# Dovetail Jig question



## bbasiaga (Dec 8, 2012)

I'm looking at the Porter Cable and/or Rockler dovetail jig. I see these both come with an insert for your router base to act as a guide within the provided templates. What I cannot seem to find though, is what routers those guides they give you fit.

I have an older Rigid router. I bout it probably 8 years ago at Home Depot. Came with a plunge and fixed base. I can get the model number when I am back home if needed. How can I tell if either of these jigs will work with my router? I downloaded both manuals, but it doesn't give dimensions for the guide plates or a list of what routers they work with.

Anyone here able to help? I would like to get one of these jigs for father's day, but if it means having to get a new router too then it won't work out.

Thanks,
Brian


----------



## iamwelty (Nov 14, 2009)

According to the Ridgid tool forum you should be good to go…

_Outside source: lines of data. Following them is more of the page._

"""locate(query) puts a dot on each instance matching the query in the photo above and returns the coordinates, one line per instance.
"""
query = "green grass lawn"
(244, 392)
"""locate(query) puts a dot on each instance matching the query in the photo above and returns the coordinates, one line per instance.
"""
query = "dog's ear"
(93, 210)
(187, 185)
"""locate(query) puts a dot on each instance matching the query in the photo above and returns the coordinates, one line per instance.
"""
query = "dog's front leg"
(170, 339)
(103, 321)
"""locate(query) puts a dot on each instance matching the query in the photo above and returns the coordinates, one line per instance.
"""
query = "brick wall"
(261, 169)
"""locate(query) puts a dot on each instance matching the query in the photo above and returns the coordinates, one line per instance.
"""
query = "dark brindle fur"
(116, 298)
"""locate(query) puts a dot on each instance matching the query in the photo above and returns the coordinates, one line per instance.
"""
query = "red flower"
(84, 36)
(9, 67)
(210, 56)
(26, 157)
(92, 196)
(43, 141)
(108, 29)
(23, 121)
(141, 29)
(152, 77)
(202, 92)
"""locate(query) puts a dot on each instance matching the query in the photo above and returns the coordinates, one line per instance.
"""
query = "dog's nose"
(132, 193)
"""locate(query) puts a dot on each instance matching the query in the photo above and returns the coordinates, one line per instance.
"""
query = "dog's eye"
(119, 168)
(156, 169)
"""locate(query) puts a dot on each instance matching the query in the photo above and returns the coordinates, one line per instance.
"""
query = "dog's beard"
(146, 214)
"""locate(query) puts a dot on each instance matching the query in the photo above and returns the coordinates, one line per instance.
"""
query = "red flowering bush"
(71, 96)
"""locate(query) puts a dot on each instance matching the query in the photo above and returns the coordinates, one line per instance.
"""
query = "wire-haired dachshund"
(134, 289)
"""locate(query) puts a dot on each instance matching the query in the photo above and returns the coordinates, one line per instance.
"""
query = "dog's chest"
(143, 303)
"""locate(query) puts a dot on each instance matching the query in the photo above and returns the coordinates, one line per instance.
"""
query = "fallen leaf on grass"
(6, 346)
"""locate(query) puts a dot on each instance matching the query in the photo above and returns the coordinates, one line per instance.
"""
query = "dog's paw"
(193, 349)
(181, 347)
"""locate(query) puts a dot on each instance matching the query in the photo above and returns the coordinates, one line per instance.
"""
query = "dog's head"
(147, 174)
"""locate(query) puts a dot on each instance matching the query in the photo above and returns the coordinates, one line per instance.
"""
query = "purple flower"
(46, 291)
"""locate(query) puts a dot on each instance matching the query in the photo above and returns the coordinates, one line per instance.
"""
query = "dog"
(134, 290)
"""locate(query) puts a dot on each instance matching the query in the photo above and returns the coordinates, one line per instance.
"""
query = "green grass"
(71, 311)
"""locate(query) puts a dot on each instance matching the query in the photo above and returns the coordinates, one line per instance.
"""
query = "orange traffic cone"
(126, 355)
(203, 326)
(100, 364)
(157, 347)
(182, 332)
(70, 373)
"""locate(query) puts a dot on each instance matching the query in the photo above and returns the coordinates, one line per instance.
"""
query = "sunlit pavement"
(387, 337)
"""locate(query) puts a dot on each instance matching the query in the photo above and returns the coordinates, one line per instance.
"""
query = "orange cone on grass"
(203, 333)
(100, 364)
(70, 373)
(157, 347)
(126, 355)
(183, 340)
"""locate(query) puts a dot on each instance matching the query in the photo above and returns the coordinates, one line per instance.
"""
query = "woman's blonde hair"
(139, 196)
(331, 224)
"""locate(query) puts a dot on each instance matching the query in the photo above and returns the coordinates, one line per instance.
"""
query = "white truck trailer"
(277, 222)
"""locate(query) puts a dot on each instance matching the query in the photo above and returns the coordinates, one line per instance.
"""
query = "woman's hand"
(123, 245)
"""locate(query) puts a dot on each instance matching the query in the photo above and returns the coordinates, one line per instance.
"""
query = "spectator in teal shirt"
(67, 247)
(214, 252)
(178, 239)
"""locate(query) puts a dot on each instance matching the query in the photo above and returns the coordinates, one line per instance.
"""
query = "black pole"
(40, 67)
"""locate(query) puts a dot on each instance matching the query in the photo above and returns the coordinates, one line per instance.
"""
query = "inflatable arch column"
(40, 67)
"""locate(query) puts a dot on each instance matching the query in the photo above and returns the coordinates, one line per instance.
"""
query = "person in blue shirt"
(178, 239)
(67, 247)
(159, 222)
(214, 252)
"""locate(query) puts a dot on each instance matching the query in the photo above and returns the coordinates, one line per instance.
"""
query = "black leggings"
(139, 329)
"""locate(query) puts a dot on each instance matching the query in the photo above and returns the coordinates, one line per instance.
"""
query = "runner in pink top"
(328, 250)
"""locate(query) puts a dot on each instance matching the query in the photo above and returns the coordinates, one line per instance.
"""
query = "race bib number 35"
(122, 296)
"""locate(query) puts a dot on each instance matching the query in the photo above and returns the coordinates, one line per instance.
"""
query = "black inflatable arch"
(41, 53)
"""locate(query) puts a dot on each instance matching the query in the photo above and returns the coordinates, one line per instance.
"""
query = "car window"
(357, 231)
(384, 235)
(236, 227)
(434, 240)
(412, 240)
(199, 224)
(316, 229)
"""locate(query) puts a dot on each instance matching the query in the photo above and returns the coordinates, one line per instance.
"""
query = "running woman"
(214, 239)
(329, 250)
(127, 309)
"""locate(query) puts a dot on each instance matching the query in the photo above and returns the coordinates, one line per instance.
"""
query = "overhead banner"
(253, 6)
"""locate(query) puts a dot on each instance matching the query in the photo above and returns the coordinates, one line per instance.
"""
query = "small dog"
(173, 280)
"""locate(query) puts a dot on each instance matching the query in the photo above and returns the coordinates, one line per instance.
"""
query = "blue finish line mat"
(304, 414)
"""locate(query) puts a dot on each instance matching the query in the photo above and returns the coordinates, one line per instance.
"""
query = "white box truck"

https://www.ridgidforum.com/forum/power-tools/woodworking-discussion-forum/14699-ridgid-router-combo-and-porter-cable-dovetail-jig


----------



## runswithscissors (Nov 8, 2012)

Using hardboard, you can easily make a custom base plate for your router, and cut the center hole to fit the guide bushing for the dovetail jig. I have several that I use for different purposes, such as when I need to use a large diameter bit.


----------



## bbasiaga (Dec 8, 2012)

Thanks.

I'm quite confused. I seem to have determined I have two base plates, on with a 1.25" hole, and one with a 2.25" hole. I read somewhere that the porter cable set has bushings that are made for a 1 3/8" opening (I wish it said this in the manual, but doesn't), but then I see that the small base plate replacement option for the porter cable routers has a 1 1/8" opening. You would expect the porter cable jig set to be compatible with their own routers though right?

I'm starting to think this is like dust collection fittings. Nothing is compatible. Apparently my router has the same hole pattern for the sub base as the PC 690 series, so maybe I can just buy one of those on faith that its compatible with the dovetail jig set.

Anyone with the PC 4210/12 that can confirm what size opening I need in my sub base for the guide bushings?

-Brian


----------



## bandit571 (Jan 20, 2011)

have one in my hand now
OD at the threads is 1-1/8

The 1-5/8" refers to the rebate the guide sits down into. So it can sit flush with the base's bottom.

Rub collar on the insert has an od of 3/4"

My Craftsman router can use this jig and collar


----------



## bbasiaga (Dec 8, 2012)

Thanks. I checked my router base. Looks like It has a 1 1/8" opening , with a recessed area around that that is about 1 3/8"/ Sounds like it might work. If not, I think I'm only out a router base, which is $20 or less, assuming I can find the right one.

-Brian


----------